Development of Highly Sensitive and Thermostable Microelectromechanical System Pressure Sensor Based on Array-Type Aluminum–Silicon Hybrid Structures

Abstract

In order to meet the better performance requirements of pressure detection, a microelectromechanical system (MEMS) piezoresistive pressure sensor utilizing an array-type aluminum–silicon hybrid structure with high sensitivity and low temperature drift is designed, fabricated, and characterized. Each element of the 3 × 3 sensor array has one stress-sensitive aluminum–silicon hybrid structure on the strain membrane for measuring pressure and another temperature-dependent structure outside the strain membrane for measuring temperature and temperature drift compensation.
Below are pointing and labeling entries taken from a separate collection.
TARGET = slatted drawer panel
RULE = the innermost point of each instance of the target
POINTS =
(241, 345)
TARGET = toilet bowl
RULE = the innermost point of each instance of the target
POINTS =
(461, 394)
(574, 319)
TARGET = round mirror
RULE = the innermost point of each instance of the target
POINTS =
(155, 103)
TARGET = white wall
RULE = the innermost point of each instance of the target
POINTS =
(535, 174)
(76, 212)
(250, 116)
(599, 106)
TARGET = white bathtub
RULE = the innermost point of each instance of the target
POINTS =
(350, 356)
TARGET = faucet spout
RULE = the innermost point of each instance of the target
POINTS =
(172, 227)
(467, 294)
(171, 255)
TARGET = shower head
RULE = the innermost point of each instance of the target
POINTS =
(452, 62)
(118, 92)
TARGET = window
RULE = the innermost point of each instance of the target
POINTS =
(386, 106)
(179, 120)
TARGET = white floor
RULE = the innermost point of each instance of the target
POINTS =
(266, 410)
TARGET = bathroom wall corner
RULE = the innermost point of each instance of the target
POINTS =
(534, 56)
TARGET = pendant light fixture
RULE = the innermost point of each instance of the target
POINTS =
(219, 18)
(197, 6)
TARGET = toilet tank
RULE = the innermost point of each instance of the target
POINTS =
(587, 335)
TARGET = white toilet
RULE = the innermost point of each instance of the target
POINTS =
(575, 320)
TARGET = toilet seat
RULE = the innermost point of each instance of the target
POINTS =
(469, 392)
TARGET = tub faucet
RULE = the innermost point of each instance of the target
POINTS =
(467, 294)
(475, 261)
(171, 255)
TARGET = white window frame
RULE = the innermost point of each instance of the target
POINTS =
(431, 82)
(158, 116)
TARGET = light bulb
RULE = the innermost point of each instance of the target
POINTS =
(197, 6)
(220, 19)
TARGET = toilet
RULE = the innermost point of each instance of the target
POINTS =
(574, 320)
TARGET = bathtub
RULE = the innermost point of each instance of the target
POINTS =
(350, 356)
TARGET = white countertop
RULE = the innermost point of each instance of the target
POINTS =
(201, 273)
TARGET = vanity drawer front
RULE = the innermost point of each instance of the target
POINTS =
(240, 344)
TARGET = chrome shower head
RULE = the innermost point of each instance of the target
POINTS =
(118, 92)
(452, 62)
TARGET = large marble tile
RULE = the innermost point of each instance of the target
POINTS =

Finite-element numerical simulation has been adopted to verify that the array-type pressure sensor has an enhanced piezoresistive effect and high sensitivity, and then this sensor is fabricated based on the standard MEMS process. In order to further reduce the temperature drift, a thermodynamic control system whose heating feedback temperature is measured by the temperature-dependent structure is adopted to keep the working temperature of the sensor constant by using the PID algorithm. The experiment test results show that the average sensitivity of the proposed sensor after temperature compensation reaches 0.25 mV/ (V kPa) in the range of 0–370 kPa, the average nonlinear error is about 1.7%, and the thermal sensitivity drift coefficient (TCS) is reduced to 0.0152%FS/°C when the ambient temperature ranges from −20 °C to 50 °C. The research results may provide a useful reference for the development of a high-performance MEMS array-type pressure sensor.